La raison d'être des réseaux d'ordinateurs est la généralisation des banques de données. De plus en plus, on demande aux ordinateurs non de faire des calculs compliqués, mais de fournir des renseignements, extraits de fichiers plus ou moins complexes. Un réseau d'ordinateurs pourra ainsi mettre au service de ses clients un grand nombre de fichiers. Il permettra aussi d'en fabriquer facilement de nouveaux à partir d'anciens, remis à jour. Certains fichiers doivent être réservés à des utilisateurs qui les ont fournis ou qui ont payé spécialement pour en avoir l'exclusivité. D'où toute une procédure de secret délicate à mettre en œuvre.

L'extension des banques de données inquiète nombre de particuliers ou de sociétés. Personne n'aime en effet être mis en fiche. Une législation spéciale est donc à l'étude dans la plupart des pays pour protéger la liberté individuelle. Elle pourrait reconnaître le droit de chacun à savoir ce qui est inscrit à son propre sujet, ce qui permettrait de corriger les erreurs et de compléter les informations. Pour l'instant, les banques de données n'étant qu'à leurs débuts, le problème n'est pas trop aigu. Il le deviendra avec la généralisation des réseaux d'ordinateurs. Un seul réseau de grande taille existe aux États-Unis. Il sera bientôt rejoint par plusieurs autres. L'Europe ne veut pas être en reste. La France dispose déjà du réseau expérimental Cyclades.

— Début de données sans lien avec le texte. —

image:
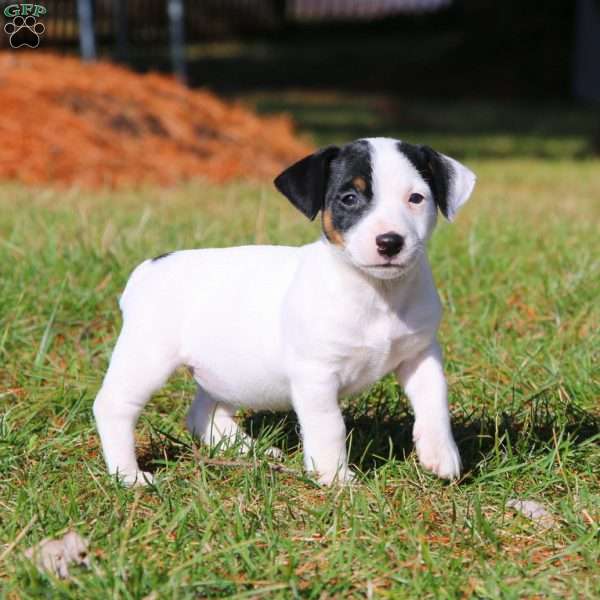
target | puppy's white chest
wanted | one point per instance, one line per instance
(379, 346)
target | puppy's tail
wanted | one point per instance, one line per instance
(136, 276)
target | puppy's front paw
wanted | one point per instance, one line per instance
(274, 453)
(343, 476)
(135, 478)
(437, 452)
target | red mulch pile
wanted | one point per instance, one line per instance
(96, 125)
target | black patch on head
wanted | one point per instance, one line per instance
(433, 169)
(305, 182)
(350, 173)
(161, 256)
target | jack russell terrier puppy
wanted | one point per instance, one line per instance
(276, 327)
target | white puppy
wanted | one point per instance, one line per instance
(274, 327)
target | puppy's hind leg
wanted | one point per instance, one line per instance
(213, 422)
(136, 370)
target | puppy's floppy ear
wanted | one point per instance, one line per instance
(305, 182)
(450, 181)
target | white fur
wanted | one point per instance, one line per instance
(272, 327)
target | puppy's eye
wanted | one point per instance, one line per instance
(349, 199)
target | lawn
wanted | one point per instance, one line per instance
(519, 276)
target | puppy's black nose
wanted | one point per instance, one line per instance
(389, 244)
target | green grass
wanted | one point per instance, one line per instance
(519, 277)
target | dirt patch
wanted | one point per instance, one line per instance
(97, 125)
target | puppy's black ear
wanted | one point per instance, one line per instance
(451, 182)
(305, 182)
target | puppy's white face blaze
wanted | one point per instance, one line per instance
(392, 234)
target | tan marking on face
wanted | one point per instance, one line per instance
(359, 183)
(333, 235)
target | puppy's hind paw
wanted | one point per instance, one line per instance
(342, 477)
(135, 478)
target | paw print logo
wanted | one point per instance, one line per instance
(24, 31)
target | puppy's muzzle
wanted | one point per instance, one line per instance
(389, 244)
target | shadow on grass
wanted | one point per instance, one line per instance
(377, 437)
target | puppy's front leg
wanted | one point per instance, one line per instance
(425, 385)
(323, 431)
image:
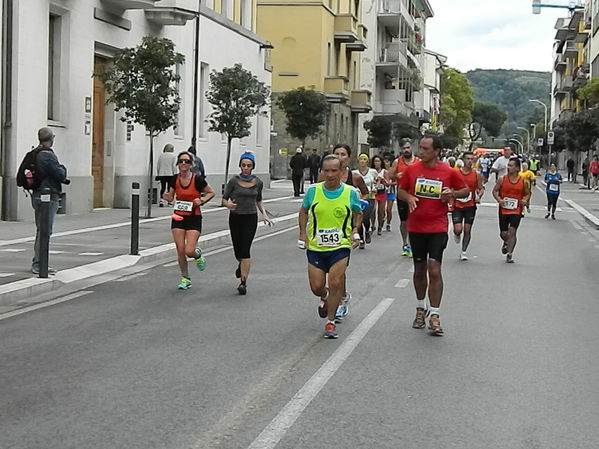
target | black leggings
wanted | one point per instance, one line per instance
(243, 229)
(552, 203)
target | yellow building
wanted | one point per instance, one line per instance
(317, 44)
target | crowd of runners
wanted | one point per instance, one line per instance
(346, 207)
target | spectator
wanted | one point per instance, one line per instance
(166, 170)
(298, 163)
(52, 175)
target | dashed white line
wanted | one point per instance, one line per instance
(278, 427)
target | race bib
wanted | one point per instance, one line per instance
(183, 206)
(465, 200)
(510, 203)
(428, 188)
(328, 237)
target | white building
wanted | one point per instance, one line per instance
(58, 45)
(393, 66)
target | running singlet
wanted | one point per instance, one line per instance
(471, 180)
(427, 184)
(184, 195)
(330, 219)
(512, 194)
(553, 183)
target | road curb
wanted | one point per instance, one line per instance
(32, 290)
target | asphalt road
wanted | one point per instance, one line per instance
(137, 364)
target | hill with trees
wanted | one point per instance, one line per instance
(511, 89)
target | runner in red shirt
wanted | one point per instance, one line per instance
(464, 209)
(512, 193)
(427, 186)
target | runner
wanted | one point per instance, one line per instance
(531, 179)
(391, 192)
(464, 209)
(380, 197)
(553, 180)
(186, 223)
(512, 194)
(426, 187)
(329, 219)
(399, 167)
(243, 198)
(369, 176)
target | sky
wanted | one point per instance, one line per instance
(493, 34)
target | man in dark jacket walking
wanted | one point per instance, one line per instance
(52, 175)
(298, 163)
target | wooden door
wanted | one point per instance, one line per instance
(98, 134)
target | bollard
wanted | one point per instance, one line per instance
(134, 219)
(44, 232)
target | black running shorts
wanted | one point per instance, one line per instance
(428, 246)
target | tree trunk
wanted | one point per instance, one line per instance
(150, 172)
(229, 139)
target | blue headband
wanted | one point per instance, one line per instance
(248, 156)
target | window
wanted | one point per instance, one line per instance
(178, 128)
(54, 54)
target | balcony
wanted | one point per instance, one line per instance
(360, 44)
(346, 28)
(336, 88)
(361, 101)
(131, 4)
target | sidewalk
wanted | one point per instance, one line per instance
(97, 244)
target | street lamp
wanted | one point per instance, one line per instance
(528, 134)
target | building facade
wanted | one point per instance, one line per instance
(57, 46)
(318, 45)
(395, 63)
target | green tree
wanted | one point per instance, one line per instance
(142, 82)
(490, 116)
(306, 111)
(456, 102)
(236, 95)
(379, 131)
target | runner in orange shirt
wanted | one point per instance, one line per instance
(512, 193)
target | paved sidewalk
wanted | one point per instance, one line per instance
(96, 243)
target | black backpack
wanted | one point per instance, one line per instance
(26, 175)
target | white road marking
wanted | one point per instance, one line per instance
(44, 304)
(402, 283)
(278, 427)
(119, 225)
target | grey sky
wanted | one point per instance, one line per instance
(493, 34)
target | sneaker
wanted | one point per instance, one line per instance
(184, 284)
(434, 325)
(330, 331)
(343, 308)
(419, 320)
(323, 308)
(35, 269)
(200, 261)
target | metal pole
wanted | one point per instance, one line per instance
(44, 232)
(134, 219)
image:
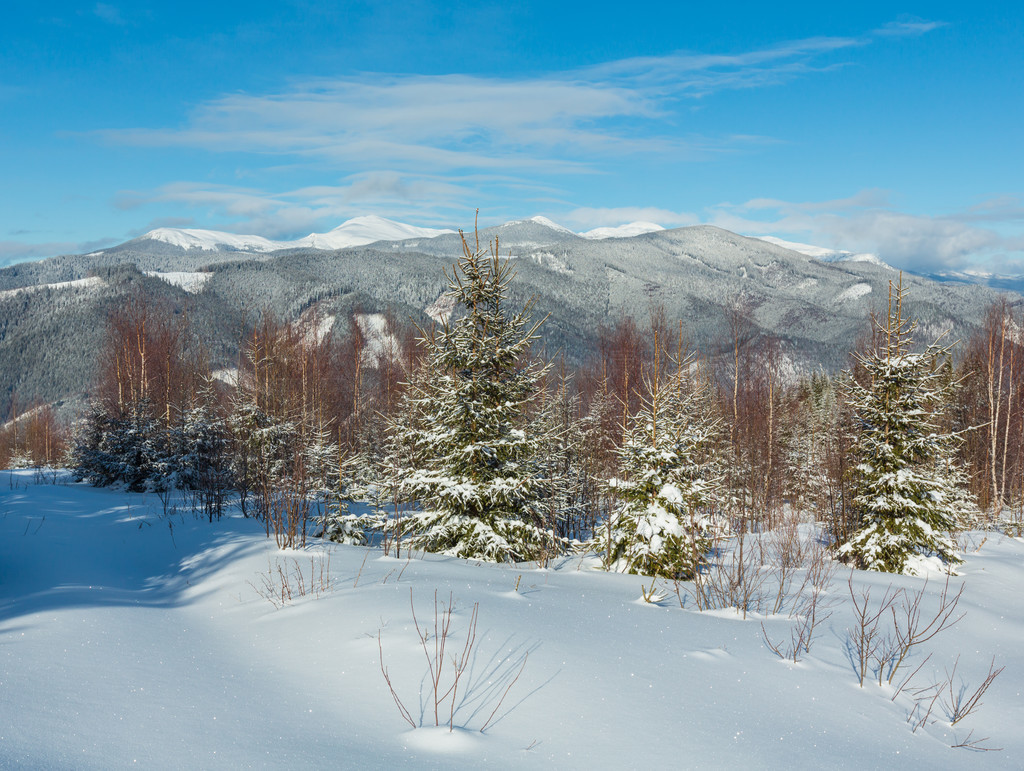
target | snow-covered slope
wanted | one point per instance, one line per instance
(356, 231)
(133, 638)
(623, 231)
(823, 253)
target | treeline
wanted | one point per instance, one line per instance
(316, 413)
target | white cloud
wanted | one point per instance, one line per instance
(109, 13)
(554, 124)
(908, 28)
(865, 222)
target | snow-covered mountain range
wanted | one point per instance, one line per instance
(816, 300)
(353, 232)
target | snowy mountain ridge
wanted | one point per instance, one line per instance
(824, 254)
(356, 232)
(353, 232)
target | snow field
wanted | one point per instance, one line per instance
(128, 637)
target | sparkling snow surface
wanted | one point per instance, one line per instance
(130, 638)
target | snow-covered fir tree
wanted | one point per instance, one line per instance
(474, 472)
(666, 520)
(203, 459)
(571, 495)
(907, 495)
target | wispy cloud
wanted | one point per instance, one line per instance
(16, 251)
(431, 147)
(109, 13)
(554, 124)
(865, 222)
(908, 28)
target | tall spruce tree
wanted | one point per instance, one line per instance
(666, 521)
(907, 491)
(473, 464)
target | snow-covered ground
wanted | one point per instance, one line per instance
(133, 638)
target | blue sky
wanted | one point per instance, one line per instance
(863, 126)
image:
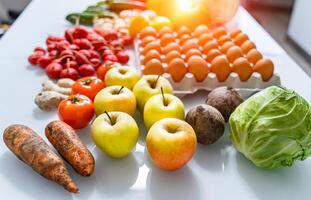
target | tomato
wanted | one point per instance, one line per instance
(88, 86)
(103, 69)
(77, 111)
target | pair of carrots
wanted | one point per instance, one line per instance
(30, 148)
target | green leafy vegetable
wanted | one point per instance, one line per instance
(272, 128)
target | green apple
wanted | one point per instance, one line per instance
(171, 143)
(148, 86)
(122, 75)
(163, 106)
(115, 133)
(115, 98)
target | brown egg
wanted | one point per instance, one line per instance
(220, 31)
(170, 47)
(213, 53)
(190, 44)
(247, 46)
(243, 68)
(152, 54)
(204, 38)
(224, 48)
(221, 67)
(198, 67)
(253, 56)
(210, 45)
(147, 40)
(166, 39)
(265, 67)
(192, 52)
(171, 55)
(184, 38)
(199, 30)
(177, 69)
(233, 53)
(240, 39)
(148, 31)
(154, 66)
(183, 30)
(224, 38)
(153, 45)
(165, 30)
(235, 32)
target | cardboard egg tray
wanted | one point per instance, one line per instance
(189, 85)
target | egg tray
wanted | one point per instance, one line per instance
(189, 85)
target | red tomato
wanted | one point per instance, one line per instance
(103, 69)
(88, 86)
(77, 111)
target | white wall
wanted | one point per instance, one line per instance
(15, 4)
(300, 25)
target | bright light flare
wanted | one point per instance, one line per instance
(185, 5)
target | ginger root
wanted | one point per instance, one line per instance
(49, 100)
(49, 85)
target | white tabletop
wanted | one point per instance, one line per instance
(216, 171)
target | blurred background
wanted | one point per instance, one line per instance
(286, 20)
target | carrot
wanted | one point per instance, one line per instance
(32, 150)
(69, 145)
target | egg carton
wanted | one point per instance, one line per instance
(189, 85)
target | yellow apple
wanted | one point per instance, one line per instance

À côté de la grande informatique, on voit proliférer les minimachines à calculer électroniques, dont certaines coûtent à peine plus de 200 F. Certes, pour ce prix on ne dispose que d'un appareil aux performances limitées. Le nombre de chiffres significatifs n'est pas très grand. Mais, pour un peu plus cher, on a un appareil capable d'effectuer la plupart des opérations qui intéressent les financiers et les ingénieurs. Pour 4 000 à 5 000 F on aura même un véritable petit ordinateur de poche programmable.

Ces minicalculatrices font beaucoup pour démythifier l'informatique. Devenue plus proche, elle fait moins peur et entre dans l'usage courant. C'est probablement pour cette raison que le gouvernement français a voulu que l'on cesse d'y employer trop exclusivement des termes anglo-saxons. On ne doit plus maintenant parler de hardware, mais de matériel. Quant au software, ce terme qui recouvre tout l'art et la science de la programmation, il s'appellera désormais logiciel, du moins si chacun de nous veut bien employer ce nouveau mot.

« Cyclades », premier réseau européen d'ordinateurs

Présentant le premier réseau d'ordinateurs réalisé en Europe, Maurice Allègre, délégué général à l'Informatique, a expliqué l'appellation qui lui a été donnée : « Les Cyclades, îles grecques de la mer Égée, sont ainsi nommées parce qu'elles forment un cercle. Je crois qu'il faut retenir l'image : les centres de traitement sont encore aujourd'hui des îles isolées au milieu d'un océan de données qui submerge notre civilisation. Or, grâce au réseau, voici que ces îles vont pouvoir être reliées les unes aux autres et participer ainsi à un vaste cercle d'échange d'informations qui conditionnera le développement futur de notre société. »

Les réseaux généraux d'ordinateurs, comme Arpa aux États-Unis et Cyclades en France, ne sont pas conçus pour une utilisation particulière, ni pour centraliser des traitements sur un seul équipement ou sur un groupe d'équipements. Leurs caractéristiques sont, au contraire, la dispersion et la diversité. Ils permettent à tous les utilisateurs d'accéder à un grand nombre de ressources sans fixer a priori de restrictions sur la localisation et les caractéristiques des uns et des autres.

Pour relier entre eux des ordinateurs de types différents, pour leur permettre de dialoguer et de traiter réciproquement leurs informations, un organisme central de transmission est nécessaire. Il possède ses propres petits ordinateurs, qui assurent le fonctionnement et la gestion du réseau de commutation de paquets. Ce terme désigne un mode particulier de transmission des messages. Au lieu d'être communiqués au fur et à mesure, ils sont stockés et acheminés par morceaux, par paquets, selon la disponibilité des lignes de communication et l'intensité du trafic. Ce système est le mieux adapté au transfert des informations pour les réseaux généraux d'ordinateurs. Il permet notamment de choisir telle ou telle ligne de communication en fonction des possibilités du moment : les divers paquets ne suivent pas forcément le même chemin pour arriver à destination.